La nostra terra
Foto 'La nostra Terra' pubblicata nel 2009

Editoriale del 19.10.2009 Gianluca Cinque presidente di San Gregorio Rinasce.

Ormai è arrivato l'inverno, la tendopoli sta smantellando, quasi tutti hanno cercato di trovare autonomamente una sistemazione per affrontare i mesi che ci separano dalla consegna dei nostri map (moduli abitativi provvisori).
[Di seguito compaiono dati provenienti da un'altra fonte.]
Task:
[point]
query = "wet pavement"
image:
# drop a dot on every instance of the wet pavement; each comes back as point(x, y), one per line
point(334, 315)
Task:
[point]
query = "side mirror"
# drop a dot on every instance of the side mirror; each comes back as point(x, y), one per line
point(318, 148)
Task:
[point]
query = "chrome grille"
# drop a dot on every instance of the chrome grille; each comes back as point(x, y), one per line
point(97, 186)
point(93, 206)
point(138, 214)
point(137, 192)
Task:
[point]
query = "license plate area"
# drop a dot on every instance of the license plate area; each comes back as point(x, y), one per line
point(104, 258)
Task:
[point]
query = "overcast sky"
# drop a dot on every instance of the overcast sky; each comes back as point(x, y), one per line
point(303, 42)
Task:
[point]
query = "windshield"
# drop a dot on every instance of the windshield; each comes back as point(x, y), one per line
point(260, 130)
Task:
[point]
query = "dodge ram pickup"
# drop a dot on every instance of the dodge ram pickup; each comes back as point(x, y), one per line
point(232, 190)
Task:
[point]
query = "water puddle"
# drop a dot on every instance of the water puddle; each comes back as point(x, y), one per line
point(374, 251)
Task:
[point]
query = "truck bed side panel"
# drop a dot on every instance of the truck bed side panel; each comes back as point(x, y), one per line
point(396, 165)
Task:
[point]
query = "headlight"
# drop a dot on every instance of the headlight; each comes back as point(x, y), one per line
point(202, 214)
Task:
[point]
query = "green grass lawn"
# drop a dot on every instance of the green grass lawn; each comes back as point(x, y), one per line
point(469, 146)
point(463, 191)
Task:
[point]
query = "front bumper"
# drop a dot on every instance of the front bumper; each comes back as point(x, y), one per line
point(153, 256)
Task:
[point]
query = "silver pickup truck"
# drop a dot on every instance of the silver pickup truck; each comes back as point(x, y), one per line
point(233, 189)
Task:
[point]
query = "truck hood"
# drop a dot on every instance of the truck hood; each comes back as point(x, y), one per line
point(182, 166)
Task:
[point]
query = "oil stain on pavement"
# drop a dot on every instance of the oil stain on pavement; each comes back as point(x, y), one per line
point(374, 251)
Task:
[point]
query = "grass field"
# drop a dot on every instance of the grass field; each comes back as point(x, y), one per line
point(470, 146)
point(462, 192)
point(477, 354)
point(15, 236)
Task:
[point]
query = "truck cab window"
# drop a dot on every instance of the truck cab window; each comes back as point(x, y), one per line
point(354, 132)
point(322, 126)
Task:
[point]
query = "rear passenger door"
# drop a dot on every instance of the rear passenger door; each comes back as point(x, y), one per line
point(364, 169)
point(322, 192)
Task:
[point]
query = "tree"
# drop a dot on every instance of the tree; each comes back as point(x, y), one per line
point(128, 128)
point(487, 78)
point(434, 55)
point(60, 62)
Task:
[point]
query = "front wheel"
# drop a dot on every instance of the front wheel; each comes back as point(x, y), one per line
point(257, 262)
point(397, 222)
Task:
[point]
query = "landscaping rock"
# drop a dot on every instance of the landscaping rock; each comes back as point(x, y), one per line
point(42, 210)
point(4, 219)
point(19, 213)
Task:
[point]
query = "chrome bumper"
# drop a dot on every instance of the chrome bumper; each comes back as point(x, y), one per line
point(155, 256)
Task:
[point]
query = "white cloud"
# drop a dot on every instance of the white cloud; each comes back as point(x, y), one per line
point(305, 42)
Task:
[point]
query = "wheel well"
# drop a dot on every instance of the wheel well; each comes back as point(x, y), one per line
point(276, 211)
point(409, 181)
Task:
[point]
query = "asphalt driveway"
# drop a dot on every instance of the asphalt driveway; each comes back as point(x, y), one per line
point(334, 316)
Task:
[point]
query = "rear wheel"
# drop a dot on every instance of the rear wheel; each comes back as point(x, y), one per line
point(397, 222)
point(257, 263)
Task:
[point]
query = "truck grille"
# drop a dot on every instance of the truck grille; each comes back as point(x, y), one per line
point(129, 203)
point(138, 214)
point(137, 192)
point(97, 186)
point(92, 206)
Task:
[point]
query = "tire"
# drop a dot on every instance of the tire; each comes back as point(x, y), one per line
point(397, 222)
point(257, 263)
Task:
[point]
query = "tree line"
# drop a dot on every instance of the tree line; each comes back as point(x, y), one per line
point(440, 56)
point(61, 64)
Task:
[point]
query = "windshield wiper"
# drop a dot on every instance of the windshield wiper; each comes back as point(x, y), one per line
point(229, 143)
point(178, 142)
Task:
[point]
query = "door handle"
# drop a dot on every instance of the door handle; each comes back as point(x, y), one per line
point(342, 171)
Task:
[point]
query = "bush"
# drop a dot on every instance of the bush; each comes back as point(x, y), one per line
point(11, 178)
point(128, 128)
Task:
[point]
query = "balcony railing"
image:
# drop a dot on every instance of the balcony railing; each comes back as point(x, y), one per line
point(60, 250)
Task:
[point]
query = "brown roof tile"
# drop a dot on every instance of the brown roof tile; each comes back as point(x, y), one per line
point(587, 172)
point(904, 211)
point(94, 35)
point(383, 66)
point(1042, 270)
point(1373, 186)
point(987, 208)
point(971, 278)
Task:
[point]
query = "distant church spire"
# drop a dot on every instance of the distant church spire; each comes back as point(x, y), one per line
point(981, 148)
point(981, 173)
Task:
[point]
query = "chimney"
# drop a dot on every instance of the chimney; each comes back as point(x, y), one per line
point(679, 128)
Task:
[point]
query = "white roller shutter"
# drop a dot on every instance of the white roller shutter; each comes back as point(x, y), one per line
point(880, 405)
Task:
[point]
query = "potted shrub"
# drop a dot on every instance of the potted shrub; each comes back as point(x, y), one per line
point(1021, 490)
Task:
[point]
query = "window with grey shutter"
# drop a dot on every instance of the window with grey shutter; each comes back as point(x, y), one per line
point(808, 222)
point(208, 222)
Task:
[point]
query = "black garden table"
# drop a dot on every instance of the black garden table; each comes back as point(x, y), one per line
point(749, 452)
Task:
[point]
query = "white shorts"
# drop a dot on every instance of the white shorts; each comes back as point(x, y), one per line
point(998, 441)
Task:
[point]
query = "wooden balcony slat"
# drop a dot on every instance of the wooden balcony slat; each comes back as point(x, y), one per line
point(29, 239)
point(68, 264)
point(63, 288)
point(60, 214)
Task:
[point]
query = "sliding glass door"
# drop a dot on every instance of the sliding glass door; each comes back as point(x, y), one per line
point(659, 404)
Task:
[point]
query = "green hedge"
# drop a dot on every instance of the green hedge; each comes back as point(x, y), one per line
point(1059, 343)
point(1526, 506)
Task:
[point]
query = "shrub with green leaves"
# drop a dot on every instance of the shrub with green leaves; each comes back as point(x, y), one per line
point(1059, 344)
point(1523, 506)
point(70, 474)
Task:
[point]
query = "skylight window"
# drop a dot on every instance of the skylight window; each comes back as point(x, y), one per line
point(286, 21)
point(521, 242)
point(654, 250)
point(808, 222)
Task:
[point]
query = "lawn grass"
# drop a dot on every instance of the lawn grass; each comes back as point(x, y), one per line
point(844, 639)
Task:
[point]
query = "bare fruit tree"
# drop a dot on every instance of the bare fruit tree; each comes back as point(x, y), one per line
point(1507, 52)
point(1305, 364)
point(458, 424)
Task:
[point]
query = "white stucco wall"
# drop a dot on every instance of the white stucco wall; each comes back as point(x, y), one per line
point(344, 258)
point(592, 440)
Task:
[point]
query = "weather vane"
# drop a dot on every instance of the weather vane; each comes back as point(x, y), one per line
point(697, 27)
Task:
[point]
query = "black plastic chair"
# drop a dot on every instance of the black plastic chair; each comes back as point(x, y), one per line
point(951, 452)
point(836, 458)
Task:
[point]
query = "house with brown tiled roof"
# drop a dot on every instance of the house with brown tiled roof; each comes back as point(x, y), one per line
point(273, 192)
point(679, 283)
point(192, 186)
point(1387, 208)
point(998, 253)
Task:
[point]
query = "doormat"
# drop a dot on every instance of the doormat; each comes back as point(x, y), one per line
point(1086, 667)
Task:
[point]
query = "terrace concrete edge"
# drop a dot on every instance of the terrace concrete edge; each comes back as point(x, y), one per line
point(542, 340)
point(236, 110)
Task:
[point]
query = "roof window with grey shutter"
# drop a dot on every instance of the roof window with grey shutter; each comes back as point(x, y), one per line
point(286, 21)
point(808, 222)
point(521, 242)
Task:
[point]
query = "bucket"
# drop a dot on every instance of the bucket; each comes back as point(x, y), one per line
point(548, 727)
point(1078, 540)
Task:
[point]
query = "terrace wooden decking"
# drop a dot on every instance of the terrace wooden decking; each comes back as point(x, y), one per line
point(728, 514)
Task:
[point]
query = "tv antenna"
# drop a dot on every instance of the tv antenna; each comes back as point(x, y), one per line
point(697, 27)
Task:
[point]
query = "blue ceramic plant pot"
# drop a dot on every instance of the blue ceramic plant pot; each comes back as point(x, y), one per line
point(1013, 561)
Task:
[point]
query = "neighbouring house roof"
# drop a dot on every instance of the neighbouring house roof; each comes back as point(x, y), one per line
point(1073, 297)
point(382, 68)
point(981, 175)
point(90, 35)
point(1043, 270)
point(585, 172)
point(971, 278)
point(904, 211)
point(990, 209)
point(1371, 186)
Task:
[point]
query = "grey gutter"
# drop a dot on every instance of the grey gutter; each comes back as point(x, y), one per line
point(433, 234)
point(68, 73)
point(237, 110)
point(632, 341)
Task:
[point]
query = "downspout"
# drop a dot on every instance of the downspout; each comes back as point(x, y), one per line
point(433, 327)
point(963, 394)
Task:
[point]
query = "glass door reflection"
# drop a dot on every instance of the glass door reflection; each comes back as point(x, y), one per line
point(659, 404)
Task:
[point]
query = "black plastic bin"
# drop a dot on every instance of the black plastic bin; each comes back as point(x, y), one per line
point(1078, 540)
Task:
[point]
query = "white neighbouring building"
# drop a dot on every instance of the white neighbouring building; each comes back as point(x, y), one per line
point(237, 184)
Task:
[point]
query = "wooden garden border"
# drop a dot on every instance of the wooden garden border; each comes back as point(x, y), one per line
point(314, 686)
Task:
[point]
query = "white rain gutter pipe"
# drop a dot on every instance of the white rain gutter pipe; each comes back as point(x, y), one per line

Qualcuno si è sistemato in roulotte e camper, qualcuno in container, qualche altro ha trovato posto, muovendosi con largo anticipo, in qualche albergo nelle zone limitrofe, altri sono ospiti dei pochi fortunati che hanno una casa agibile o sono in affitto.

La situazione è dura, le temperature sono scese di molto, la notte si tocca sovente lo zero e poi da qualche giorno c'è anche la pioggia che ci tiene compagnia.

Tra queste negatività, però, ci sono anche note positive, il progetto del villaggio provvisorio è ormai finito, così come anche la microzonazione, si attende solo l'inizio dei lavori e quello sarà un altro segnale di speranza.

Con l'occasione vogliamo tranquillizzare tutti i Sangregoriesi ribadendo che ormai il villaggio di map è cosa reale ed allo stesso tempo vorremmo ringraziarli per il sostegno e la fiducia che ci hanno fornito e continuano a fornirci, consapevoli del fatto che solo la nostra unità ci porterà lontano.



Editoriale del 6.11.2009 Gianluca Cinque presidente di San Gregorio Rinasce.

Mercoledì 4 novembre intorno alle ore 14:00 ha fatto comparsa la prima ruspa sull'area destinata alla realizzazione delle nostre case provvisorie, in seguito a poco a poco ne sono arrivate altre, insieme a loro tanti nostri compaesani che sono venuti a verificare con i loro occhi se il tam tam telefonico che si era scatenato fosse dovuto a fati veri.

Mercoledì 4 novembre intorno alle ore 14:00 ero in macchina con Tiziana, mia moglie, e Chiara, “il sindaco”, ed ho visto allentarsi la pressione sui loro volti e trasformarsi in commozione mentre facevamo strada agli operai che iniziavano ad affollare il cantiere.

Mercoledì 4 novembre intorno alle ore 14:00 ho ripensato a tutti i momenti vissuti e condivisi con i miei amici dalle 3e32 del 6 aprile: a quando sono fuggito di casa tenendo Tiziana per mano, a Cristian, mio cognato, e mia madre che scendeva per le scale con Filippo, mio nipote, tra le braccia, a mia zia terrorizzata alle voci concitate dei vicini, agli occhi di Donato, il mio vicino con il quale non parlavo da anni per i soliti ridicoli vecchi asti di paese, alle telefonate di mio fratello Mario, Antonella, mia sorella Daniela, Renzo, mia cognata Rosanna, a quando Mario e Fulvio hanno tratto in salvo Giulia dalle salvo Giulia dalle macerie, alle lacrime di gioia ad ogni bimbo dell'istituto tratto in salvo dai pompieri, alla felicità della notizia che Monica ne era venuta fuori viva grazie all'aiuto di Ciccilo, di Tiziano, di Gilmondo ed altri eroi, a quando Genesio è stato liberato dalle rovine della sua casa, al dolore silenzioso di chi invece aveva perso i propri cari.

Mercoledì 4 novembre intorno alle ore 14:00 forse per la prima volta ho guardato al terremoto con un pizzico di lucidità.

Mercoledì 4 novembre intorno alle ore 14:00 la commozione mia di Tiziana e di Chiara e forse di tanti altri, si è manifestata in una lacrima trattenuta a stento, una lacrima sola, perché ancora non è tempo di lasciarsi andare, questo è il primo importantissimo passo verso il ritorno alla normalità, verso il ritorno in una casa che ci permetta di riappropriarci della nostra serenità, necessaria per poterci dedicare con tutte le forze alla ricostruzione delle nostre case e del nostro paese.

Mercoledì 4 Novembre intorno alle ore 14:00 abbiamo avuto la riconferma che se crediamo in noi stessi e rimaniamo compatti possiamo raggiungere qualsiasi traguardo.